Midway Fire Rescue covers Pawleys Island and other parts of Georgetown County.

Its fire crews have been wearing Tyvek suits over their gear and taking other precautions while responding to emergency calls for sick patients.

“We live in a small world…It’s very easy for someone, particularly in this incident, this event we are dealing with, you may not know you are exposed. And you get in a fire station, and it’s six or seven or eight men or women there and social distance…you can try to do that…but it’s like living at home,” Fire Marshal Mark Nugent said. “Then, on that same token, we don’t want them taking it home to their families.”

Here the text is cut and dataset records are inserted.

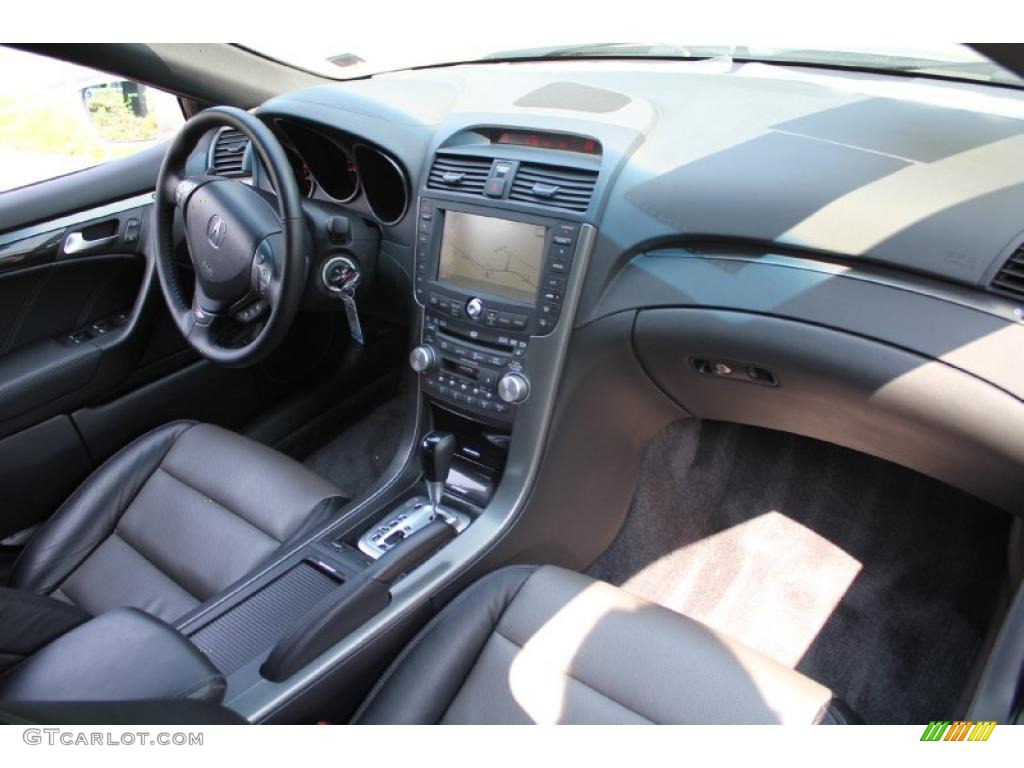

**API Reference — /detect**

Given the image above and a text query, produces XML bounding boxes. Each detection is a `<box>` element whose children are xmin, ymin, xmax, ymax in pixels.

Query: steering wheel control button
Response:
<box><xmin>206</xmin><ymin>214</ymin><xmax>227</xmax><ymax>248</ymax></box>
<box><xmin>174</xmin><ymin>179</ymin><xmax>199</xmax><ymax>208</ymax></box>
<box><xmin>193</xmin><ymin>306</ymin><xmax>213</xmax><ymax>326</ymax></box>
<box><xmin>234</xmin><ymin>301</ymin><xmax>267</xmax><ymax>323</ymax></box>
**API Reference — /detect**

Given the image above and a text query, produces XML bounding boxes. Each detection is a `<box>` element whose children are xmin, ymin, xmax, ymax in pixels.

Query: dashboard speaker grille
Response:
<box><xmin>427</xmin><ymin>155</ymin><xmax>492</xmax><ymax>195</ymax></box>
<box><xmin>509</xmin><ymin>163</ymin><xmax>597</xmax><ymax>213</ymax></box>
<box><xmin>988</xmin><ymin>244</ymin><xmax>1024</xmax><ymax>300</ymax></box>
<box><xmin>210</xmin><ymin>128</ymin><xmax>249</xmax><ymax>176</ymax></box>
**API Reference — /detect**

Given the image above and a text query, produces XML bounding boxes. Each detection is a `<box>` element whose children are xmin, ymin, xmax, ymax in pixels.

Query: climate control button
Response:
<box><xmin>498</xmin><ymin>373</ymin><xmax>529</xmax><ymax>403</ymax></box>
<box><xmin>409</xmin><ymin>344</ymin><xmax>437</xmax><ymax>374</ymax></box>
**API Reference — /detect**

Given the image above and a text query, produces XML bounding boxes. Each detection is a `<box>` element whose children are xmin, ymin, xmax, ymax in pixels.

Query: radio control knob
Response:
<box><xmin>498</xmin><ymin>373</ymin><xmax>529</xmax><ymax>403</ymax></box>
<box><xmin>409</xmin><ymin>344</ymin><xmax>437</xmax><ymax>374</ymax></box>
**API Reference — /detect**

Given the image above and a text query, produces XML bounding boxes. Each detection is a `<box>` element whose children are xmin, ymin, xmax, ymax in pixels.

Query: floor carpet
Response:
<box><xmin>303</xmin><ymin>396</ymin><xmax>407</xmax><ymax>499</ymax></box>
<box><xmin>588</xmin><ymin>421</ymin><xmax>1009</xmax><ymax>723</ymax></box>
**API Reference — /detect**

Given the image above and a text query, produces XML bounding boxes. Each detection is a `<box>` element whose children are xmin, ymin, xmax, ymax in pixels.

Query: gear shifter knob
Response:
<box><xmin>420</xmin><ymin>432</ymin><xmax>456</xmax><ymax>510</ymax></box>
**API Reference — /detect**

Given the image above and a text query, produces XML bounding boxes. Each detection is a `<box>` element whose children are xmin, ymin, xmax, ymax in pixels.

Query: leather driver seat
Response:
<box><xmin>0</xmin><ymin>421</ymin><xmax>345</xmax><ymax>626</ymax></box>
<box><xmin>353</xmin><ymin>566</ymin><xmax>857</xmax><ymax>725</ymax></box>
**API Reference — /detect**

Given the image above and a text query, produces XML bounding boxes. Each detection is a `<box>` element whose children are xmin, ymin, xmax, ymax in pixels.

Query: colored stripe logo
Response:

The International Association of Fire Fighters is working to create a database of exposures. Officials said the only way their members can protect their communities is if they have the proper personal protective equipment to prevent exposure. The group is asking its members to complete surveys to help them make sure resources are available to keep first responders safe.

According to the IAFF’s tracker, St. Johns Professional Firefighters Local 3883 reported two fire members had been exposed, but zero had been quarantined or tested.

Meanwhile, officials with the North Charleston Fire Department said they’ve had four exposed personnel, five quarantined, and one firefighter who has tested positive for the coronavirus.

The firefighter has since recovered and has been cleared to return to work, according to Stephanie Julazadeh, the department’s deputy chief of professional standards.

Like many surrounding departments, North Charleston’s fire stations have been closed to visitors, citizens requesting smoke alarm installations in their homes are being screened for COVID-19 symptoms, and car seat safety checks are being done virtually.

Julazadeh also said firefighters are staging for non-critical EMS calls to reduce the amount of exposure to a patient, receiving information from dispatchers if a patent has had any coronavirus symptoms, and wearing facemasks, face shields, gowns and gloves to protect themselves from exposure.